Таким образом, Дильтей уже наметил — правда, лишь в самых общих и беглых чертах — ту «критику исторического разума», разработка которой стояла на очереди; но сам он все еще слишком мало различал логическую противоположность познавательных точек зрения от противопоставления объектов научного исследования и последнее ставил в основу своей группировки наук, в которой «науки о духе» сливаются с историей.

Впрочем, за несколько лет до появления вышеназванного труда берлинский профессор Гармс, в некоторых отношениях довольно близко стоявший к Фихте, выступил с более ясным делением «частей философии»: с теоретико-познавательной точки зрения он различал не науки о природе и «науки о духе», а науки естественные и исторические («Naturwissenschaften» и «geschichtliche» Wissenschaften) — по действительному различию «между формами и методами их познания»; в отличие от обобщающего естествознания, признающего индивидуумы только экземплярами, исторические науки имеют дело с индивидуальными и личными отличиями; то же самое, что мы понимаем как природу, можно понимать и как «историю»; она может избрать своим объектом хотя бы «целый мир». Следует заметить, однако, что Гармс ставил «форму познания» в тесную зависимость от его «содержания»; он полагал, что каждая наука обладает истиной лишь в согласованности (Uebereinstimmung) формы познания с его «предметом»; он различал «содержание природы» от «содержания истории» и противополагал «природе» «историю».

Глава вторая

Основания идеографического построения исторического знания

Идеографическое построение стремится к объединению наших исторических знаний с той познавательной точки зрения, которая обнаруживается в нашем «интересе» к конкретной действительности.
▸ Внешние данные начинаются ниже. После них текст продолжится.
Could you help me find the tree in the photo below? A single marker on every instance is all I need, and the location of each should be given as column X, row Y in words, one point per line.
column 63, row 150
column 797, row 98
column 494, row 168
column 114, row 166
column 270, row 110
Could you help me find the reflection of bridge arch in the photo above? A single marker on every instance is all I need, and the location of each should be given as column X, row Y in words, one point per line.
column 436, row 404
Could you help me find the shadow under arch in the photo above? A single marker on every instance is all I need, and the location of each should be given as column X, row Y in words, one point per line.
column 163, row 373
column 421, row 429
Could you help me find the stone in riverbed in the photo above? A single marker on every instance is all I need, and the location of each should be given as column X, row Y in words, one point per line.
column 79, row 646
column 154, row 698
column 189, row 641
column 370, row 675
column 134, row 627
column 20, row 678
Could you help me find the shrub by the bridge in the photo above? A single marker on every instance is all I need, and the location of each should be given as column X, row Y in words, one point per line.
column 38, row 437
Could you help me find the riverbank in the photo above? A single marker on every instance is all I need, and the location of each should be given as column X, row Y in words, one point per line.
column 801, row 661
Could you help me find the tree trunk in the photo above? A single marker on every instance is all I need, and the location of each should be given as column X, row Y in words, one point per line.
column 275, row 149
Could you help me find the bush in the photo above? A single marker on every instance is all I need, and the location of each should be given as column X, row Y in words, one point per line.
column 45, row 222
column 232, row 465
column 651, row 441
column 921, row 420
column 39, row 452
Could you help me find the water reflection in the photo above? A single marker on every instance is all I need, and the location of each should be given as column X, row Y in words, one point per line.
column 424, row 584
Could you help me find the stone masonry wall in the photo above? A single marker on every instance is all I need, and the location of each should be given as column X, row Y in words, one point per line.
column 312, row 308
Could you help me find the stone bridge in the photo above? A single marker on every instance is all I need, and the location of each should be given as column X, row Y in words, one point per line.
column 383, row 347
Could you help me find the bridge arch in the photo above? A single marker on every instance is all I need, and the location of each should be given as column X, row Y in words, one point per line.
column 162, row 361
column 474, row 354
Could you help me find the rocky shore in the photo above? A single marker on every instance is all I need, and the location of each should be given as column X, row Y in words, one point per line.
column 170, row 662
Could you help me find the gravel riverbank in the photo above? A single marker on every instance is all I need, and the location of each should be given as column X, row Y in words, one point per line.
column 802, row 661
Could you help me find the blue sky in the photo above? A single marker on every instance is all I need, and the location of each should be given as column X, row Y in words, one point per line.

Ввиду такой именно познавательной цели историк не может довольствоваться обобщением и образует особого рода индивидуальные понятия. Во главе их можно, конечно, поставить понятия об индивидуальном и его историческом значении; благодаря им множество представлений об отдельных чертах действительности уже получает некоторое единство. Этих понятий, однако, недостаточно для того, чтобы установить реальное отношение между историческими фактами: оно конструируется при помощи понятия о фактически необходимой причинно-следственной связи между ними. Впрочем, и последнее понятие слишком мало охватывает сложную историческую действительность: в сущности, лишь понимая ее как целое, в котором отдельные факты получают значение частей и занимают определенное положение, можно достигнуть высшей степени объединения изучаемых нами исторических данных.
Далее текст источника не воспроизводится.